There's no simple way to enlarge text across the board and not also affect the scaling. Worse, if you change the size without the app or system knowing, menus and labels will collide and clip. Smart apps know that you have 5k resolution and that the UI is scaled up and still draw fonts and lines crisply so the down side to reducing “resolution” is mitigated and in some cases eliminated letting you use resolution as a proxy for default font size.
Apple glosses over this distinction in the technical details behind this in the user guide, but adjusted the resolution of your primary display is the biggest lever you have to manage text size globally.
Set the resolution for your primary display
1. On your Mac, choose Apple menu > System Preferences, click Displays, then click Display.
2. Select Scaled, then select one of the options.
Next once you are happy with the size of the UI (dock / menu bar, etc...) and observe that other elements like lines, fonts, gradients are rendered with higher fidelity than the “resolution” allows, then go to the Accessability features to set system wide zoom and hover text. These further boost apps that aren’t on board with taking hints from the resolution and to convince yourself of quality of the rendering.
Lastly, you might want or need to make changes on an app by app basis for apps that don’t follow Apple’s system wide visibility and font sizing controls.

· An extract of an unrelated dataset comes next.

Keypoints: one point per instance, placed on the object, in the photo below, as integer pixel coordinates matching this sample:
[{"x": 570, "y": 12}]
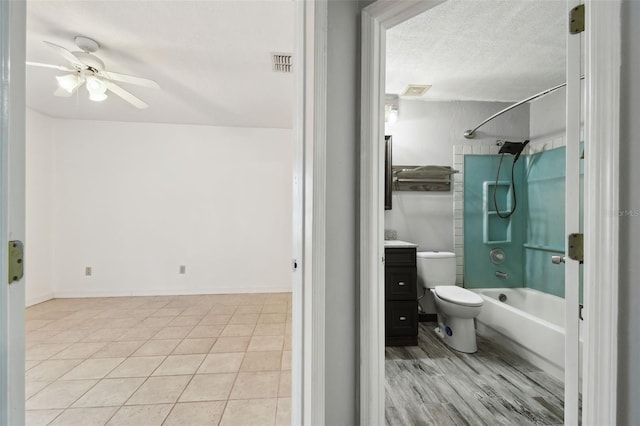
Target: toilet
[{"x": 455, "y": 306}]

As mentioned in the comments - the raw resolution never changes and the controls "hint" at what factor and detail to draw major aspects. Some apps respect this well, others you will need to use the zoom controls and hope they persist your adjustments across documents and when you quit those apps.
- Safari uses zoom well and persists it per tab/window well.
- Terminal app also uses zoom well and persists it per tab/window/shell well.
In addition to app specific zooming, Accessibility has a system zoom that is very responsive and powerful if you need to keep all the UI super detailed / small and zoom in on areas from time to time or semi-permanently to get larger view on apps that don't scale well to full retina resolution.